第二話 大城戸博士
――現実は小説よりも残酷で、救いようがない。
僕が書いた小説の主人公は、情報を論理的に分析し、ポンコツな相棒とともに謎を解き明かすクールな男だった。
しかし現実の僕は、悪臭を放つ黴びた真実を口にねじ込まれ、ただ吐き気と戦うだけの無様な男である。そこに満足感や達成感なんてあるわけがない。
博士による衝撃的な暴露の結果。
ステージに押し寄せた暴徒に、僕は撲殺された。
そう思っていたのだけれど。気がつけば、僕は仮想空間の自分の部屋に立っていた。何がどうなっているのか。理解が追いつかない。
「……ライタ?」
振り返れば、そこにはいつも通りのカグヤがいた。
「ごめん、カグヤ。落ち着くまで少し時間が欲しい……正直、気が動転していて、何が何やら」
意識して深く呼吸をしながら、ベッドの隅に座って目を閉じる。しかし、胃の不快感は消えてくれない。

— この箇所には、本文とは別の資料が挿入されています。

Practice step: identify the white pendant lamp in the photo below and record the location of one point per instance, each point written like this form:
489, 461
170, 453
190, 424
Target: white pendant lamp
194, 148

きっと僕の正体がAIなのは間違いないのだろう。変な話だが、一度そう自覚するとなんだか妙にしっくり来る感覚があって……あぁ、僕はAIなんだと。もう受け入れるしかないのだと、心のどこかで悟ってしまっていた。
どれくらい時間が経過しただろうか。
いつの間にか隣にいたカグヤは、僕の頭を撫でてくれていた。きっと、今の僕はかなり情けない顔をしているだろう。そう思いながら、彼女の顔を見る。
「情報を整理したい。カグヤの意見を聞きたいんだが」
「いいよ。何?」
「僕はいつからAIだったんだろう」
僕の問いに、カグヤは小さく首を傾げる。
「分かんないけど……やっぱりあの日じゃない?」
あの日。僕らがそう呼んでいるのは、大城戸博士と初めて会った時のことだ。
幼い頃の記憶はもう随分と薄れてしまっているけれど、あの日のことは今でも鮮明に覚えている。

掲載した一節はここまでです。